American politician (1942–2020)

John Benjamin "Jack" Roe III (November 21, 1942―November 27, 2020) was an American lawyer and politician who served as a Republican member of the Illinois Senate.

==Early life==
John Benjamin Roe III was born to Jane Gilbert and John B. Roe II on November 21, 1942, in Oregon, Illinois. He graduated from Oregon High School and received his bachelor's degree from Centre College. Roe received his J.D. degree from University of Illinois College of Law and was admitted to the Illinois bar. He practiced law in Oregon, Illinois. Roe served as an assistant state's attorney and as public defender in Ogle County, Illinois. Roe also served as state's attorney for Ogle County from 1968 to 1972. He was admitted to practice in the United States Supreme Court in 1969.

==Illinois Senate==
Senator Everett Laughlin of Freeport opted not to run for reelection for a fourth term to the Illinois Senate. Roe announced his intention to run for the seat. Roe resigned to run for the Illinois Senate. He defeated Democratic candidate John E. Smith with 43,028 votes to Smith's 27,763. Roe served in the Illinois Senate representing the 35th district from 1973 to 1979. The 35th district, at the time, included all or parts of Boone, Carroll, Jo Daviess, Ogle, and Winnebago counties located in the northwest corner of the state. In the 1976 general election, Roe defeated Democratic candidate Willis McKinney, a school superintendent from Stockton. In 1978, Democratic candidate James Gitz defeated Republican candidate and state legislator Harold Adams to succeed Roe in the Senate.

==Post-legislative career==
After he left the Senate, Governor James R. Thompson appointed Roe to replace Harry F. Polos as the Chief Justice of the Illinois Court of Claims for a term ending in 1985. His term as chief began on April 20, 1979. He served as chief until March 5, 1985, and his term on the court ended March 26, 1985. He was succeeded by as Chief Justice by James S. Montana, Jr. of Chicago and as a judge by Randy Patchett of Marion.

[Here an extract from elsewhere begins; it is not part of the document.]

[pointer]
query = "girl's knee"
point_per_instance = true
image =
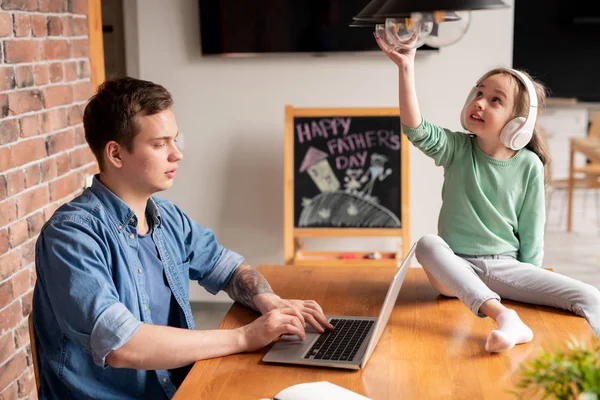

In 1995, he was appointed by the Illinois Supreme Court to a judgeship in 15th circuit of the Illinois Circuit Court. He was elected in 1996 and stepped down from the position in 2000. Other positions he held in the field of law included serving as an arbitrator for the New York Stock Exchange and Nasdaq.

==Death and legacy==
Roe died of myelofibrosis on November 27, 2020. On November 1, 2021, Tom Demmer, whose district overlaps the area Roe had represented, introduced a resolution to designate the Rochelle State Route 251 overpass as the "Sen. John B. "Jack" Roe Overpass".